NASA Super Guppy Delivers Cryogenic Fuel Tank for Testing on Redstone Arsenal

REDSTONE ARSENAL, Ala. (WHNT) – Employees at NASA’s Marshall Space Flight Center are getting ready to welcome equipment critical to the future of deep space exploration.

NASA’s Super Guppy, quite the sight itself, delivered the tank on Thursday morning.

The technology is going to be tested right here in the Tennessee valley on Redstone Arsenal.

The 18-foot-diameter cryotank will be installed at Marshall Space Flight Center’s test facility.

The cyrotank will undergo a series of tests at extreme pressures and temperatures similar to those experienced during spaceflight.

Metal tanks have carried fuel to launch rockets and propelled them into space for more than 50 years.

NASA says the cryogenic fuel tanks could provide significant cost and weight reductions on future launch vehicles.

4 comments

  • Jim

    “Metal tanks have carried fuel to launch rockets and propelled them into space for more than 50 years.
    NASA says the cryogenic fuel tanks could provide significant cost and weight reductions on future launch vehicles.”

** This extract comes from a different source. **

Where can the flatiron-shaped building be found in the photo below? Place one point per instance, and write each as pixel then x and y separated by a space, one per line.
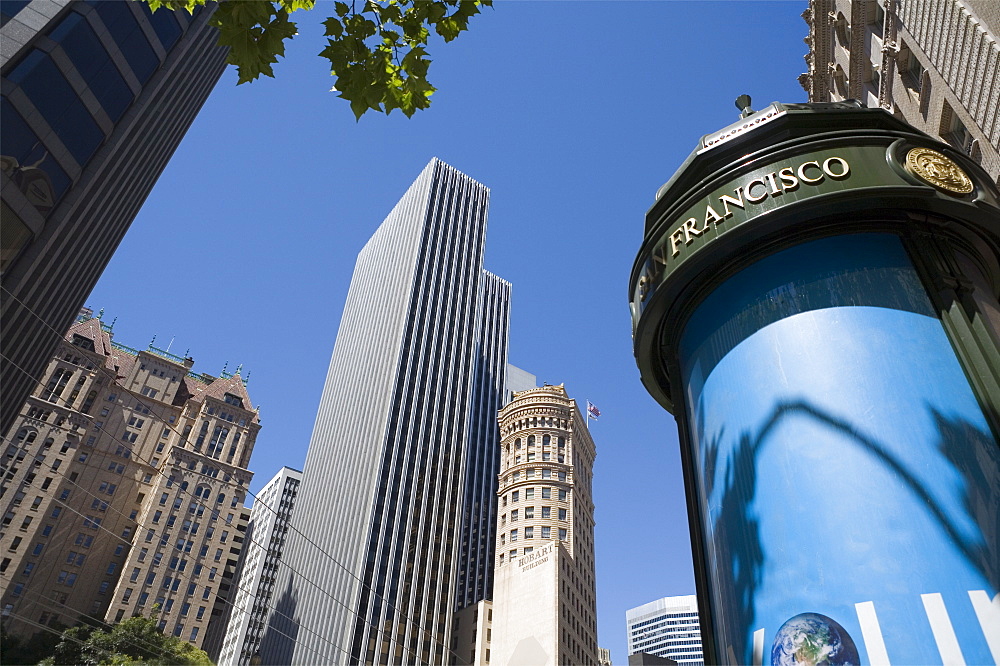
pixel 393 526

    Ok, they are testing new tanks, but the article didnt address if the new tank was made of metal or some different material for weight savings. IE is it a lighter metal or a plastic or a composite etc. So what material is the tank made of?

    • Greg Taylor

      My family happened to be visiting the facility (the public part) that day and were told by a staff member that the new tank is made of a “composite material” that is not metal but is supposedly as strong and durable as metal while being significantly lighter. At least that’s what their tests are supposed to determine. By the way, we saw the Super Guppy come in for a landing and it was not “morning” as the article states, but about 5:45 in the afternoon. Only disappointing thing was that NASA on-site management had requested the plane to do a flyover so that visitors could more easily see it, but since it was delayed from 4:00 – 4:30 until 5:45 (museum closes at 5:00) the Super Guppy went straight in for a landing, no flyover. Too bad–but still very cool.